On ne pourra par contre reprocher ni à Stéphanie d’Oustrac, ni à Kresimir Spicer de chanter sur la pointe des pieds : les deux font preuve d’un engagement scénique et vocal bien plus hardi, avec une technique vocale tout aussi éprouvée, mais c’est leur conception du personnage qui ne nous convainc guère. Septimius chante la tolérance avec un bon sens délicat mais naïf, presque rustique, on ne le sent, ni ne l’entend que trop rarement affligé par le sort des chrétiens. Quant à Irene, c’est bien la mise-en-scène qui en ternit le rayonnant éclat, le « calme fondement de la foi » (P.Kaminsky) : elle est ici bien trop agitée et hésitante pour ressembler à autre chose qu’une névrosée, et avec toute la noble puissance que peut y mettre une Stéphanie d’Oustrac, on craint de voir surgir Armide à tout moment. Ce sont finalement les deux interprètes qui souffrent le plus de la comparaison avec la production de Glyndebourne, où une Lorraine Hunt maternelle et un Richard Croft torturé irradiaient le plateau.
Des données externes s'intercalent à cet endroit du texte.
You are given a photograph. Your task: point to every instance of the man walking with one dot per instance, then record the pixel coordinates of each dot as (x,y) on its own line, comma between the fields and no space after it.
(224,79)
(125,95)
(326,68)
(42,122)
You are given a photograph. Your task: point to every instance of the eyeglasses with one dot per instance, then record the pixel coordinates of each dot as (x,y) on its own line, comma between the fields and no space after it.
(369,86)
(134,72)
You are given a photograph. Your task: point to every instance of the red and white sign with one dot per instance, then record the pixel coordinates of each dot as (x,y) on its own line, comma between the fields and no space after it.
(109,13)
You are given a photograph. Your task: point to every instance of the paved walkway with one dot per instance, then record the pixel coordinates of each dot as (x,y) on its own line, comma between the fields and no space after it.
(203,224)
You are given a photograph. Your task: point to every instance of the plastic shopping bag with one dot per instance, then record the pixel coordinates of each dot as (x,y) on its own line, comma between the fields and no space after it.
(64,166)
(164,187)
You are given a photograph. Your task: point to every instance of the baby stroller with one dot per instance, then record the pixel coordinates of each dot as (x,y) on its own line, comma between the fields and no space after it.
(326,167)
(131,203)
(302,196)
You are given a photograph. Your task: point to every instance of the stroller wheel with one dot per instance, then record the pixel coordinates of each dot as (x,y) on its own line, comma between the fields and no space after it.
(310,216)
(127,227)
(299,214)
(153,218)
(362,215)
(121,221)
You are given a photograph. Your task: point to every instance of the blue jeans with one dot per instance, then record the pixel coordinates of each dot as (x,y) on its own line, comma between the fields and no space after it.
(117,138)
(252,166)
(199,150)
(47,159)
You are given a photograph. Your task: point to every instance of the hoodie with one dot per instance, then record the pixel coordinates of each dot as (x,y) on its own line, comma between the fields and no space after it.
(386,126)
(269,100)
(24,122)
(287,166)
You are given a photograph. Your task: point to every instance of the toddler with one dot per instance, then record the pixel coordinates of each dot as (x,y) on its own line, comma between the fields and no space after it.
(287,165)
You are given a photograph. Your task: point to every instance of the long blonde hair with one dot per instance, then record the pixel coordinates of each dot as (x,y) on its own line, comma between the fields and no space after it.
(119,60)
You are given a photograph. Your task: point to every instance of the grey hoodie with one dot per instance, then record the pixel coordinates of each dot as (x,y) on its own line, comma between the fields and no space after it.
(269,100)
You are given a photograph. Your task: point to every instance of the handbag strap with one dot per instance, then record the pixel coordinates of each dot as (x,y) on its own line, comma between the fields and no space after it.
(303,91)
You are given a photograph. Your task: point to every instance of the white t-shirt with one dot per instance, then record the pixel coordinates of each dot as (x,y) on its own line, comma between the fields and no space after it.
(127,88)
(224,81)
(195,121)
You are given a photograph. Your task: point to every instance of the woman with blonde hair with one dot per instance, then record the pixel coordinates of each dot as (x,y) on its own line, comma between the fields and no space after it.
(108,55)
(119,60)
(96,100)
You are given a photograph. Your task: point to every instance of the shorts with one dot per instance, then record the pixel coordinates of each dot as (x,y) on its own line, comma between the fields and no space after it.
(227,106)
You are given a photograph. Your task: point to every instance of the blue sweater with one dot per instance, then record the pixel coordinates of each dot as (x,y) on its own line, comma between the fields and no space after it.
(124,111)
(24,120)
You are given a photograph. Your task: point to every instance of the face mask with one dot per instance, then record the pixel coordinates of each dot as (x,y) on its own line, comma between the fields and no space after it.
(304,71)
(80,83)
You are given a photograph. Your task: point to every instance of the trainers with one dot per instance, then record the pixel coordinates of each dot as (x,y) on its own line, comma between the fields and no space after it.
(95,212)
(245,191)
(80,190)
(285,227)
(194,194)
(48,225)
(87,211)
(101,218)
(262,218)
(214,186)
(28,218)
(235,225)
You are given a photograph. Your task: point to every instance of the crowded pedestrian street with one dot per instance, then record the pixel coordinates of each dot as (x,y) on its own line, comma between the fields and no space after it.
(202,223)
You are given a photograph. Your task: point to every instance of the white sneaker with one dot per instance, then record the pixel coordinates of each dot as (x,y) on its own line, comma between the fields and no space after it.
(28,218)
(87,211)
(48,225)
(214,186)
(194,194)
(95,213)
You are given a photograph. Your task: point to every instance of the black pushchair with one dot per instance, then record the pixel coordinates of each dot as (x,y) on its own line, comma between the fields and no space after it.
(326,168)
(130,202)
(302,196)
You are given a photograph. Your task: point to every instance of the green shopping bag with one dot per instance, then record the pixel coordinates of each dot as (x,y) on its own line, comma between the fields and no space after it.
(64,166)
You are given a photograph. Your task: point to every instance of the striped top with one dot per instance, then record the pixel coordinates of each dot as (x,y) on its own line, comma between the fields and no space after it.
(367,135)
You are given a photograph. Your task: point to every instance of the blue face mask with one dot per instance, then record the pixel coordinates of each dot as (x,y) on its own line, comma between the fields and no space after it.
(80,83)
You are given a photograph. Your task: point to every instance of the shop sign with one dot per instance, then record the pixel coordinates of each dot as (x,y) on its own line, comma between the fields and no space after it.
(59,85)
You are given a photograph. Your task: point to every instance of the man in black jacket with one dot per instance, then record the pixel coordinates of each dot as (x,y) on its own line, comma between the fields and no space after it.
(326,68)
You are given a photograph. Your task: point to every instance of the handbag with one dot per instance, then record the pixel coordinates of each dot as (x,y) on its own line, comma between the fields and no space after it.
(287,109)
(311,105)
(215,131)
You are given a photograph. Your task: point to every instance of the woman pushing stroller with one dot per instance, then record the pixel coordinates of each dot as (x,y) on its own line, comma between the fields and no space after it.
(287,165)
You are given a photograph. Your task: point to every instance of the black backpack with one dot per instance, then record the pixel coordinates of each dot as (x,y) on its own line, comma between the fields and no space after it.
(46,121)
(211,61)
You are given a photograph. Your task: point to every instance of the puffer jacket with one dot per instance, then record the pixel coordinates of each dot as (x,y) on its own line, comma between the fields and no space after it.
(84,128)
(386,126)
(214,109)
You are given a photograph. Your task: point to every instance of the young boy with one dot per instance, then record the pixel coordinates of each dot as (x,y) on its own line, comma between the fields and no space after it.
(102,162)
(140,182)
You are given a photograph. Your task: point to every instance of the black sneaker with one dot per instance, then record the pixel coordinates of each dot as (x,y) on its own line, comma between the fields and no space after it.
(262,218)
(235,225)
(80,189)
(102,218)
Enfin le Valens de Callum Thorpe est une belle découverte : même si l’émission est parfois trop engorgée, il irrigue la voix du gouverneur d’une vilénie qui ne sombre jamais dans le vulgaire, et compose un personnage qui n’en est que plus détestable. Terminons par le chœur des Arts Florissants : précis, vivants, raffinés et puissants, leur excellence réside sans doute dans cette capacité à nous surprendre à chaque fois par tant de qualités, auxquelles nous n’arrivons pas à nous habituer.